Peningkatan jumlah WNI yang melapor ini terjadi seiring dengan intensifikasi operasi pemberantasan sindikat penipuan daring oleh otoritas Kamboja. Pemerintah Kamboja menargetkan wilayahnya bersih dari aktivitas ilegal tersebut menjelang perayaan Tahun Baru Khmer pada pertengahan April 2026.
“Dari jumlah tersebut, dalam periode 30 Januari hingga 26 Maret 2026, KBRI Phnom Penh telah memfasilitasi kepulangan sebanyak 2.528 WNI ke Indonesia secara bertahap,” demikian pernyataan resmi dari KBRI Phnom Penh pada Jumat (27/3/2026).
KBRI Phnom Penh menyatakan bahwa upaya pemerintah Kamboja untuk menghapus sindikat penipuan daring berkontribusi pada meningkatnya jumlah WNI yang keluar dari jaringan tersebut. Untuk mempercepat proses pemulangan, KBRI terus berkomunikasi dengan pemerintah setempat, terutama terkait penghapusan denda overstay bagi para WNI.
Hingga 26 Maret 2026, pemerintah Kamboja telah menghapus denda bagi 4.361 WNI dari total 6.308 yang melapor. Sementara itu, bagi WNI yang tidak memiliki dokumen perjalanan, KBRI Phnom Penh telah menerbitkan Surat Perjalanan Laksana Paspor (SPLP) untuk 2.346 orang.

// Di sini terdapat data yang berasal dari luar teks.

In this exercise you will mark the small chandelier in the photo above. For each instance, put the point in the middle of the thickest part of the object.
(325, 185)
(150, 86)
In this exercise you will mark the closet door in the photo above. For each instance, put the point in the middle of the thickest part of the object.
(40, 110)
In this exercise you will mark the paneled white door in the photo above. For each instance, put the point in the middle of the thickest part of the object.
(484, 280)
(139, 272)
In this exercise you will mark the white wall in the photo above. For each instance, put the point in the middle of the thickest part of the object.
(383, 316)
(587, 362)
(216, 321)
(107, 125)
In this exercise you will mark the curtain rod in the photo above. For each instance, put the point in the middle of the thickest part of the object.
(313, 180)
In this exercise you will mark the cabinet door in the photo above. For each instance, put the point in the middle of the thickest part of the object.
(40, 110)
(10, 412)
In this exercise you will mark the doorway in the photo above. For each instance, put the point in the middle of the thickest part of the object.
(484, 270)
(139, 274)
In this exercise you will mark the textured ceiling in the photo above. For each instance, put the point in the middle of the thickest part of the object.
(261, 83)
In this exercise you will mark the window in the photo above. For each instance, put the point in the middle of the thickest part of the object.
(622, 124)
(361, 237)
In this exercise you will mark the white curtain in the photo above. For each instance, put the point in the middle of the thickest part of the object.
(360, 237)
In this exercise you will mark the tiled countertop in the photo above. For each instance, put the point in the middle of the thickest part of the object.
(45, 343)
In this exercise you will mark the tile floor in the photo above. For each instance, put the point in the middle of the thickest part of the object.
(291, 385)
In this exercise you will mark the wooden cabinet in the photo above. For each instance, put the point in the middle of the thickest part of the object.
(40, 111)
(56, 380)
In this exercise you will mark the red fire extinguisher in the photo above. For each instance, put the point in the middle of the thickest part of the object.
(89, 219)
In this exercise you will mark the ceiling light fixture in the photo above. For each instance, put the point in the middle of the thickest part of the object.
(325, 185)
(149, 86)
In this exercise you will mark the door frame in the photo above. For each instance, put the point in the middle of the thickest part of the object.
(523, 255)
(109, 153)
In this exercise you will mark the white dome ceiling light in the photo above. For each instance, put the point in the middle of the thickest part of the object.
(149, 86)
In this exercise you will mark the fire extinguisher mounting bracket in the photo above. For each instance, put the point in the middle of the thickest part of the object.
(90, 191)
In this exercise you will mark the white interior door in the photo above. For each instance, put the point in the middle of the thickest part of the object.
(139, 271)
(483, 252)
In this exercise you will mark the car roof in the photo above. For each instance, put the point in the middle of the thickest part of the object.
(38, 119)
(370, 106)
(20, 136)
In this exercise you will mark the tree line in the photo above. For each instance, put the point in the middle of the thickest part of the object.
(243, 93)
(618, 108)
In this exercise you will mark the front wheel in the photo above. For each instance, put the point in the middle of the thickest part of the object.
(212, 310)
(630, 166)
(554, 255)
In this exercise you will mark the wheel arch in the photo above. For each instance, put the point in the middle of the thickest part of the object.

Selain menangani dokumen dan keimigrasian, KBRI bersama pemerintah Kamboja juga menyediakan penampungan sementara bagi WNI yang mengalami kesulitan finansial. Fasilitas ini dapat menampung hingga 300 WNI selama mereka menunggu jadwal pemulangan.
KBRI Phnom Penh menegaskan komitmennya untuk terus memberikan perlindungan kepada seluruh WNI yang menjadi korban sindikat penipuan daring. Meskipun fokus pada perlindungan, KBRI juga berkoordinasi dengan aparat penegak hukum di Indonesia untuk melakukan pemeriksaan guna mengidentifikasi tingkat keterlibatan masing-masing WNI dalam aktivitas ilegal tersebut.